Banos
The word "Banos" in Espanol actually means "baths" and so it was, that we arrived in Banos, a town full of thermal springs, a helluva lot of tourist agencies, some great cafes and one not so nice cafe!
Besides the New Town in Quito, Banos was the most touristy place we had been to so far in Ecuador. There were plenty of great hostels, plenty of great places to eat, plenty of tourist agencies, plenty of massage palours and spas and with its spectacular location in a valley at the bottom of a still active volcano it is easy to see why people, both international and Ecuadorian, flock to this tiny little town. Luckily it was the shoulder season so there were hardly any tourists which suited us just fine.
We booked into a really nice little hostel, Residencial Timida, for the outrageously expensive cost of $4.

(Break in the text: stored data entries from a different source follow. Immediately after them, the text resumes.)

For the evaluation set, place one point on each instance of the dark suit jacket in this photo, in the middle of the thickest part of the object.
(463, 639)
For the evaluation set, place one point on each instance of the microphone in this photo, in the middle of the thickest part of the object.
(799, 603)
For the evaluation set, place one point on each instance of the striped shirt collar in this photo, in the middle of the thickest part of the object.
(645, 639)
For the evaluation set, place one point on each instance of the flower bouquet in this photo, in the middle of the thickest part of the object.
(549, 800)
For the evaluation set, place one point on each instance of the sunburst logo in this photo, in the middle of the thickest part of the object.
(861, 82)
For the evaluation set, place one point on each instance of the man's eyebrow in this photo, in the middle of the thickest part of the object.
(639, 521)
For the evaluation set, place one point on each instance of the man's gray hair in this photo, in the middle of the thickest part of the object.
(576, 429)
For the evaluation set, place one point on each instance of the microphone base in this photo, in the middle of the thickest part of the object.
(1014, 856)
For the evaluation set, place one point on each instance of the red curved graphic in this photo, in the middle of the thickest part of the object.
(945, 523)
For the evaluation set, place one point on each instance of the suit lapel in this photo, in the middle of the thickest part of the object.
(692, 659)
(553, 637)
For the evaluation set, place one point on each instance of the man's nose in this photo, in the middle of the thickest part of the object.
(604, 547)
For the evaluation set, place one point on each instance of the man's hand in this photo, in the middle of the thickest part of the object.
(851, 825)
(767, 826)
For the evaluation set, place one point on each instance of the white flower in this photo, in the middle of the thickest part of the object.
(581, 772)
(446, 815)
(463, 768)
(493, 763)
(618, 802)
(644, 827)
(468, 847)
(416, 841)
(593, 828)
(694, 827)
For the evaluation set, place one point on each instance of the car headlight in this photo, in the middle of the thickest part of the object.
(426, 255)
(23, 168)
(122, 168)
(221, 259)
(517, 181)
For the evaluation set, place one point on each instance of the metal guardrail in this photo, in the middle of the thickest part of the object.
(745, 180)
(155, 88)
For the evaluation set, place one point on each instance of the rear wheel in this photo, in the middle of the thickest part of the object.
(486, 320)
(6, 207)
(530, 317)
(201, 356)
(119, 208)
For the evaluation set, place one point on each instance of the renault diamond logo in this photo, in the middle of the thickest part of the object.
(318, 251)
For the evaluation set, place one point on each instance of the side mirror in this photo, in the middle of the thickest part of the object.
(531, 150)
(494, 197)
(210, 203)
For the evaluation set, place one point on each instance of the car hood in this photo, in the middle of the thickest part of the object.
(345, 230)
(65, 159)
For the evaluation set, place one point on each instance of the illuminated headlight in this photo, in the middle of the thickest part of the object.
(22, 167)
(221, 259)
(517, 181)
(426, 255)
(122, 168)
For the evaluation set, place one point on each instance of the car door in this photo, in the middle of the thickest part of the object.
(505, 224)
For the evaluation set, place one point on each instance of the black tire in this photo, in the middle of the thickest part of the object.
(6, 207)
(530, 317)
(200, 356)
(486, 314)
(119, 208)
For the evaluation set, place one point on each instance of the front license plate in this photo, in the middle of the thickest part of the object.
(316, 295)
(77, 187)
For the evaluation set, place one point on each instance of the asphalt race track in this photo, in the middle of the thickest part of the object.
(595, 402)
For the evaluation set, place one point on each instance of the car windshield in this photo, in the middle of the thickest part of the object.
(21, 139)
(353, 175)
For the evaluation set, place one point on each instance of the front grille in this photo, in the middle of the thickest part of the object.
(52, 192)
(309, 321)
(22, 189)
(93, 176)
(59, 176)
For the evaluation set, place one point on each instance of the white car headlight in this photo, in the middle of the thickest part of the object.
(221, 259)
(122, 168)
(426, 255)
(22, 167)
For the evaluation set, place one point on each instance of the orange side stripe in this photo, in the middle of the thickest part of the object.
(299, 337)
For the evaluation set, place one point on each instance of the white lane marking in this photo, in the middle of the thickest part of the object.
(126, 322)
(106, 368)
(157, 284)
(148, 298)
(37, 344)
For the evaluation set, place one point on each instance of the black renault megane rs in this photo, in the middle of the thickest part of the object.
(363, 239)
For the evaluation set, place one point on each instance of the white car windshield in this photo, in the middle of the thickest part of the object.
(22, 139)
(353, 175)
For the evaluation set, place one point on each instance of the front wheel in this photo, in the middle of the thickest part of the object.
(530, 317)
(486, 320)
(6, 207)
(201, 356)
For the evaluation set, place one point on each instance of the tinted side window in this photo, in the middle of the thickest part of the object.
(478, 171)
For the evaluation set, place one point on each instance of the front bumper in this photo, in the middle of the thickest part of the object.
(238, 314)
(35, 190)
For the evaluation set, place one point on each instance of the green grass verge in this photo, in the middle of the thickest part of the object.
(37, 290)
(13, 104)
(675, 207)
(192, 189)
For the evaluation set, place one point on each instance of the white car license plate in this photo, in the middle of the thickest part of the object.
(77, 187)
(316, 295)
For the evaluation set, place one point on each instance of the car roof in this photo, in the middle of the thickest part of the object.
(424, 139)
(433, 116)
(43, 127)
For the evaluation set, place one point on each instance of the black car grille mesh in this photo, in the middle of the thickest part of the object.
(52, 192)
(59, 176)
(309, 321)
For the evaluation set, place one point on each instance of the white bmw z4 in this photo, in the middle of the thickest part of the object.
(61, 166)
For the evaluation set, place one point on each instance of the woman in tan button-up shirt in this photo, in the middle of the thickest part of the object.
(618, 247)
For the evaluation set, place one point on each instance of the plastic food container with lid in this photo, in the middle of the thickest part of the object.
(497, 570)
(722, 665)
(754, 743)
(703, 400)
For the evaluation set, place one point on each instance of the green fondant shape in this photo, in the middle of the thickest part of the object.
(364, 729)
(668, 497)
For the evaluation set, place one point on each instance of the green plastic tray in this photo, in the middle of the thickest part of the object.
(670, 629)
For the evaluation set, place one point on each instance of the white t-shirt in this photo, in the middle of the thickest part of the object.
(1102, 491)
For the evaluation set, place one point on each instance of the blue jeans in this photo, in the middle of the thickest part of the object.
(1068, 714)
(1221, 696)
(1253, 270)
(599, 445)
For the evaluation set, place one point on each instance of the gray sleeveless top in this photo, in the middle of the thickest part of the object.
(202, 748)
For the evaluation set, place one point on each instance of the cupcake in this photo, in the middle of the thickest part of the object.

50 a night. In a nice quiet area of town it was perfect for a good old fashioned relax....or so we thought. At about 6am each morning the resident parrot started up its chorus of "Holas" mixed with it impersonation of a woman laughing with the odd orgasmic noise thrown in for good measure. It grew on us though and by the end of our week long stay there, we were carrying it round to its favourite perches.After a week of constant activity Banos presented a chance to kick back and relax a little. The warmer weather helped as well! It wasnt all rest though, the highlights of our time in Banos included:
- A 10km walk into the highlands around Banos. Had some great views of Banos; would have had some great views of the volcano but for the clouds that seem to be ever present on our trip so far; snuck a peak at an incredibly expensive hotel built into the hillside high above banos which would have to have one of the best swimming pool views in the world; and generally just enjoyed walking through the country side giving lots of "holas" to the locals.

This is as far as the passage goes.